Carta aberta de imigrantes: "Queremos ser parte da solução, porque já somos parte da sociedade"
Um grupo de imigrantes e descendentes de estrangeiros em Portugal alertou esta quinta-feira para a agenda pública e política em Portugal que visa quem não nasceu no país e para o crescimento da xenofobia e racismo associados aos discursos anti-migrações.
"O perigo não está apenas nas palavras agressivas, está também na indiferença que normaliza a xenofobia e o racismo", escrevem os autores da carta aberta, promovida pela plataforma Consenso Imigração, para assinalar o Dia Mundial dos Migrantes, que se celebra esta quinta-feira.
"A carta nasce da preocupação generalizada sobre as situações sociais, e mais especificamente sobre imigração, que têm marcado a agenda pública aqui em Portugal. Nasce desta vontade dos imigrantes se fazerem ouvir", porque "está a haver muito ruído em torno deste tema", sem que sejam ouvidas as pessoas que "vivem na pele os problemas", afirmou um dos promotores, o guineense Tcherno Baldé a viver em Portugal desde 2012, onde é estudante de doutoramento.

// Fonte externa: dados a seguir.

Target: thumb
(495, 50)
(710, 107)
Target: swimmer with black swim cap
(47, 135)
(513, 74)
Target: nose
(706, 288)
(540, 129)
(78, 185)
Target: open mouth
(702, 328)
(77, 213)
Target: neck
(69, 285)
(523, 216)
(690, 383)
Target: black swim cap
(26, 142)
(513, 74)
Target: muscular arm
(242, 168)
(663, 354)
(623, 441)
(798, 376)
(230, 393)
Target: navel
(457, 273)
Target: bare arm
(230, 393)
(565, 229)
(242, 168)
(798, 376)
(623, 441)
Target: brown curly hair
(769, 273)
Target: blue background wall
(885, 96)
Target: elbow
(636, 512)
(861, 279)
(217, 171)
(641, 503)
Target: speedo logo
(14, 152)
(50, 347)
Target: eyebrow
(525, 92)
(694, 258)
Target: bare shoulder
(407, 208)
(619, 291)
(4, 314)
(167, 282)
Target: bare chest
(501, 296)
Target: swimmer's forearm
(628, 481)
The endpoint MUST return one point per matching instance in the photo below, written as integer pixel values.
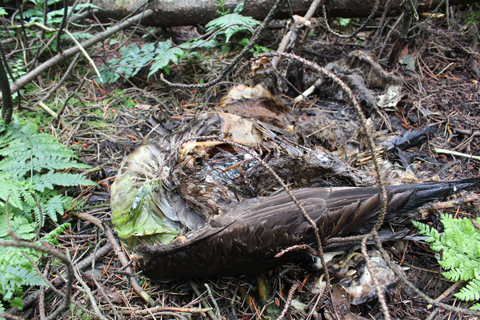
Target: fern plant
(15, 269)
(134, 58)
(233, 22)
(31, 166)
(459, 245)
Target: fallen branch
(21, 82)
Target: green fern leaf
(470, 292)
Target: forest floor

O objetivo é promover um ambiente coletivo em que os "imigrantes possam trazer as suas histórias e as suas narrativas para o debate público", de modo a "serem tidos em conta na definição de políticas públicas".
Hoje, "os imigrantes acabam por ser reduzidos a problemas e a serem culpados de todos os problemas da sociedade portuguesa, num discurso que tem ganho espaço" na opinião pública e a "única forma de contrariar isso é trazer uma nova forma de esperança, histórias dos imigrantes, as suas vozes e as suas vivências".
Porque se "Portugal prosperar, vai prosperar para todas as pessoas, nativas ou imigrantes. Mas se falhar, falhará para todos", avisou o dirigente da Academia de Líderes Ubuntu, um projeto de capacitação para tornar jovens em agentes de transformação nas suas comunidades.
Na "carta dos imigrantes para um consenso na imigração", os autores defendem que isso só é possível se existir um reconhecimento do trabalho dos imigrantes e "coragem de enfrentar o racismo e a xenofobia, mesmo quando se escondem em gestos subtis".
Defendem também um "compromisso de garantir vias claras, céleres e humanas de documentação" e um "investimento real na integração", como "língua, habitação, participação social e política, reconhecimento de qualificações ou mediação cultural" e "a recusa de narrativas que colocam uns contra os outros".
"Queremos direitos e deveres" e queremos ser parte da solução, porque já somos parte da sociedade", consideram.
"Somos mulheres e homens que vieram de diferentes geografias, línguas, culturas e histórias que não cabem em números nem em estatísticas. Trouxemos na bagagem memórias e expectativas, e também dúvidas e medos", recordam os autores, que integram, entre outros nomes, a diretora da Obra Católica Portuguesa das Migrações.
"Alguns chegaram sozinhos, outros trouxeram crianças ao colo, outros ainda nasceram já em Portugal, mas carregam no corpo, no nome ou na história familiar as marcas de uma origem que nem sempre é reconhecida como parte legítima deste país", pode ler-se no documento.
A "Constituição da República Portuguesa afirma que Portugal assenta na dignidade da pessoa humana e na vontade popular" e "este princípio deveria bastar", mas, "para muitos de nós, a realidade nem sempre o confirma", com os atrasos burocráticos, suspeita permanente ou "cada comentário que reduz a nossa origem a um estereótipo".
O caminho da inclusão "faz-se em conjunto — entre quem chega e quem aqui vive há muito tempo", porque "Portugal tem sido também um lugar de encontro, aprendizagem e construção".
"Vibramos com a seleção nacional, cada um na sua língua e nas suas vivências, porque essa equipa também mostra que Portugal é feito de origens diversas", pode ler-se, apontando o caminho da inclusão e integração.
Contudo, "existem vivências que magoam", como a "dificuldade em obter ou renovar documentos", que "transforma a vida num intervalo permanente", ou a "irregularidade involuntária" que "abre portas a abusos", com "salários por pagar, ameaças veladas e medo de denunciar".
"Nos últimos anos, temos assistido ao crescimento de discursos políticos que alimentam medo, desinformação e hostilidade. Não falam connosco, falam sobre nós - quase sempre sem nos ouvir. Mas nós ouvimos tudo, mesmo quando se fala como se não estivéssemos a ouvir", recordam.